Your Agent Can Now Train Models — Merve Noyan, Hugging Face
By Unknown Author
Key Concepts
- Open Source AI: Models with accessible weights and code, often under permissive licenses (MIT, Apache 2.0).
- Agentic Ecosystem: AI systems capable of autonomous reasoning, tool use, and task execution.
- Hugging Face Hub: A central repository hosting millions of models, datasets, and spaces, serving as the infrastructure layer for open-source workflows.
- VLM (Vision Language Models): Models capable of processing both text and visual inputs, often used for "computer use" tasks.
- Quantization: The process of reducing model precision (e.g., to 4-bit) to fit large models onto consumer-grade hardware (e.g., L4 GPUs).
- GGUF: A file format optimized for fast inference and compatibility with local serving tools like
llama.cpp. - MCP (Model Context Protocol): A standard for connecting AI agents to external data sources and tools.
- Traces: A repository type for logging and analyzing agent execution steps, useful for debugging and fine-tuning.
1. The Value of Open Source AI
The speaker emphasizes that open source is "differential" for machine learning. Key benefits include:
- Transparency: Unlike closed models, open models do not suffer from "silent" performance degradation.
- Customization: Users can quantize, fine-tune, and shrink models to fit specific hardware.
- Privacy: Models can be deployed to edge devices or browsers, ensuring data never leaves the user's environment.
- Performance: Open models (e.g., GLM 5.1) are now competitive with or superior to closed-source counterparts, as evidenced by the Artificial Intelligence Index.
2. Navigating and Selecting Models
With over 3 million models on the Hugging Face Hub, selection can be challenging. The speaker suggests:
- Benchmark Data Sets: Use the "Benchmark" button in the datasets tab to filter models by performance on tasks like
SWE-bench Pro(coding) orAIME(math). - Inference Providers: Use Hugging Face’s routing service to compare providers (e.g., Groq, Cerebras) based on speed, cost, and tool-use capabilities.
- Hardware Compatibility: Check the GGUF section of a model repository to see if it fits your VRAM constraints (e.g., a quantized Gemma 4 model fitting on 24GB VRAM).
3. Building and Running Agents
The talk highlights several frameworks for deploying agents:
- Local Coding Agents: Tools like
Piorllama.cpp(with its built-inllama-agentbinary) allow users to run agents locally by simply providing a Hugging Face Hub ID. - Hermes Agents: Recommended for advanced memory management and ease of integration with communication platforms like Slack or WhatsApp.
- Setup Process:
- Select a model (e.g., GLM 5.1).
- Use a setup wizard to input API keys.
- Integrate with desired platforms (Slack/WhatsApp).
- Use the agent to debug its own integration issues via natural language prompts.
4. Supercharging Agents with "Skills"
Hugging Face "Skills" allow agents to interact with the Hub's infrastructure directly:
- LLM Trainer Skill: Automates fine-tuning.
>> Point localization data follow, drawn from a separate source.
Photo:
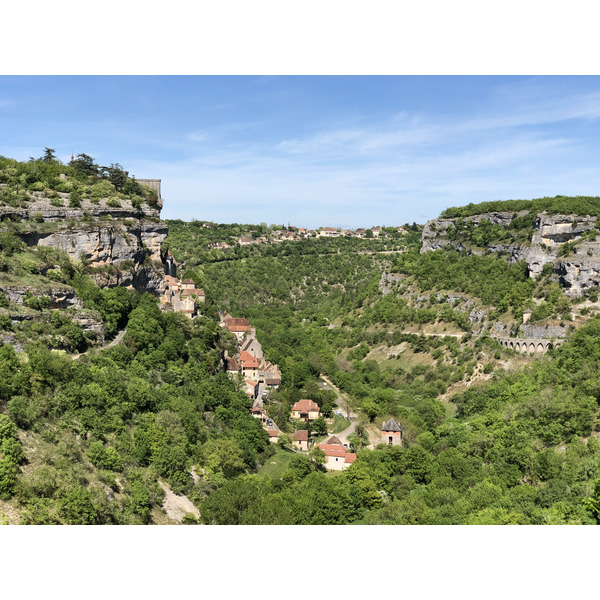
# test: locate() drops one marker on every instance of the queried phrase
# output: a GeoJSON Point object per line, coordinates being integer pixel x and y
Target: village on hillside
{"type": "Point", "coordinates": [292, 233]}
{"type": "Point", "coordinates": [259, 376]}
{"type": "Point", "coordinates": [181, 296]}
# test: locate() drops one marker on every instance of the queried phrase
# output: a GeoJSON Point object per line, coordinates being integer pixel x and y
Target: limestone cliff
{"type": "Point", "coordinates": [576, 266]}
{"type": "Point", "coordinates": [121, 245]}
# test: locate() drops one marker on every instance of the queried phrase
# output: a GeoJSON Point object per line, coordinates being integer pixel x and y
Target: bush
{"type": "Point", "coordinates": [29, 265]}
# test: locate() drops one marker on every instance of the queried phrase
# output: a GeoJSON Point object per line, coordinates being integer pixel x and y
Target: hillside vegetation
{"type": "Point", "coordinates": [489, 436]}
{"type": "Point", "coordinates": [558, 205]}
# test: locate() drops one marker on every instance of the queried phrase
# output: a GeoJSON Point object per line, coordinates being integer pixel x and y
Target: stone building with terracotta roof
{"type": "Point", "coordinates": [391, 433]}
{"type": "Point", "coordinates": [300, 440]}
{"type": "Point", "coordinates": [337, 458]}
{"type": "Point", "coordinates": [306, 410]}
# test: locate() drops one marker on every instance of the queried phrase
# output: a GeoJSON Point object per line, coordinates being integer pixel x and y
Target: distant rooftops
{"type": "Point", "coordinates": [391, 425]}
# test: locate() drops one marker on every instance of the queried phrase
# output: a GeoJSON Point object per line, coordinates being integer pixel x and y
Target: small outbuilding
{"type": "Point", "coordinates": [391, 433]}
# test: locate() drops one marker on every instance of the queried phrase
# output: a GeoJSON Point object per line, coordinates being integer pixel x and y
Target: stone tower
{"type": "Point", "coordinates": [391, 433]}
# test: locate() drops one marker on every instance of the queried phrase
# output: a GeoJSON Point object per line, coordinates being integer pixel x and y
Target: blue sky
{"type": "Point", "coordinates": [344, 151]}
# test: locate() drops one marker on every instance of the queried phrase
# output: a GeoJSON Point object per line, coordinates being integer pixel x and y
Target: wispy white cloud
{"type": "Point", "coordinates": [199, 136]}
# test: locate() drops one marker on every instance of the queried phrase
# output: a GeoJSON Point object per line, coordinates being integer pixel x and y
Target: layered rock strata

The agent calculates required VRAM, handles batch sizes, and launches jobs on remote infrastructure.
- Hugging Face CLI Skill: Enables agents to manage repositories, run jobs, and launch demos.
- Dataset/Space Skills: Allows agents to query the "App Store of AI" (Spaces) or explore datasets via the API.
- Example Application: The speaker demonstrated using an agent to generate images by calling the
qan-imagemodel via MCP, showcasing how agents can dynamically fetch and use external tools.
5. Real-World Case Study: OCR Processing
The speaker’s colleague, Neils, automated the OCR processing of 30,000 research papers:
- Selection: Used
OCRBenchto identify a high-performance, cost-effective model (Chandra OCR). - Automation: Asked an LLM to write a script to process the papers.
- Infrastructure: The agent performed "napkin math" to calculate the cost and VRAM requirements for the job.
- Execution: The job was launched on Hugging Face infrastructure using "Buckets" (a high-performance, low-cost storage solution).
Notable Quotes
- "Having an AI engineer at your fingertips."
- "I absolutely recommend using [Hermes agent] with the open models... I asked GLM 5.1 to fix [a Slack integration error] and it fixed on its own."
- "[The agent] calculates the amount of VRAM required... which to me is absolute sci-fi still to this day."
Conclusion
The ecosystem for open-source agents has matured significantly, moving from high-friction manual setups to automated, agent-driven workflows. By leveraging Hugging Face Hub’s infrastructure—specifically Skills, MCP, and Traces—developers can now build, train, and deploy sophisticated agents that manage their own compute resources and tool integrations, effectively democratizing high-level AI engineering.